Description
A delightful fusion of sweet peaches and spicy jalapeños, this jalapeño peach chicken recipe is perfect for summer dining.
Ingredients
Scale
- 2 pounds boneless, skinless chicken thighs or breasts, cut into bite-sized pieces
- 2 tablespoons olive oil
- 1 teaspoon salt
- ½ teaspoon black pepper
- 1 teaspoon garlic powder
- ½ teaspoon paprika
- 4 large ripe peaches, pitted and diced (about 3 cups)
- 2–3 medium jalapeños, seeds removed and finely minced
- 1 medium yellow onion, diced
- 3 cloves garlic, minced
- ¼ cup honey
- 2 tablespoons apple cider vinegar
- 1 tablespoon soy sauce
- 1 teaspoon fresh ginger, grated
- ½ teaspoon cumin
- ¼ teaspoon cayenne pepper (optional)
- 2 tablespoons fresh cilantro, chopped
- 1 tablespoon cornstarch mixed with 2 tablespoons water (for thickening)
Instructions
- Season the chicken pieces with salt, pepper, garlic powder, and paprika.
- Heat olive oil in a large skillet over medium-high heat.
- Add the seasoned chicken to the pan in a single layer and cook for 5-7 minutes until golden brown.
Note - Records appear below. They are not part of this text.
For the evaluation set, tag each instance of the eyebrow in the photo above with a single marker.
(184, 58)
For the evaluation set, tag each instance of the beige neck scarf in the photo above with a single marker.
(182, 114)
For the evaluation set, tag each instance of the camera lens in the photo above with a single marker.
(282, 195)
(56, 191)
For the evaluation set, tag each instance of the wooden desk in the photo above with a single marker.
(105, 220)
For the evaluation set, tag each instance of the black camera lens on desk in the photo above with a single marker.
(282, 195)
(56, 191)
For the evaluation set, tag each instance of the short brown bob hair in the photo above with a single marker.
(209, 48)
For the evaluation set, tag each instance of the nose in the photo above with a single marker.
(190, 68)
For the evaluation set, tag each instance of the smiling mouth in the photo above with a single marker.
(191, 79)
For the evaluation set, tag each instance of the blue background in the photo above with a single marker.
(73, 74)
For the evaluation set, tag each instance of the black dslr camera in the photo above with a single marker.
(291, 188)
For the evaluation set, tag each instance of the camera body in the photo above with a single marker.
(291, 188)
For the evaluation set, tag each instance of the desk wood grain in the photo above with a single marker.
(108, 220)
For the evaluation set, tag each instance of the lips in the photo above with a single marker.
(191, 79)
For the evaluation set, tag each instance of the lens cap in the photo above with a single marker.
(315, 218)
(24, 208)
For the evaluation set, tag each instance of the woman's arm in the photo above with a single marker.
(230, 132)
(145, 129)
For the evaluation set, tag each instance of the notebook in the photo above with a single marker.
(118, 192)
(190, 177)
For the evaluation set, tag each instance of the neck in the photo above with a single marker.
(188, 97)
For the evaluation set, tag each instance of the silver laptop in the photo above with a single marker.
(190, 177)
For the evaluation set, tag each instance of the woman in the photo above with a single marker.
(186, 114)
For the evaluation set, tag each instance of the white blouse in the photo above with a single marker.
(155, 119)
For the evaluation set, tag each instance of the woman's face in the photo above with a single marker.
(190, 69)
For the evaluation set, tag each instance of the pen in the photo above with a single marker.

- Flip the chicken and cook for another 4-5 minutes until cooked through.
- Remove the chicken from the pan and set aside.
- In the same pan, add diced onion and cook for 3-4 minutes until translucent.
- Add minced garlic and ginger, cooking for another 30 seconds.
- Add minced jalapeños and cook for 1-2 minutes.
- Add diced peaches, honey, apple cider vinegar, soy sauce, cumin, and cayenne pepper. Simmer for 8-10 minutes.
- Stir in the cornstarch slurry and cook for 2-3 minutes until thickened.
- Add the cooked chicken back to the pan and simmer for another 3-4 minutes.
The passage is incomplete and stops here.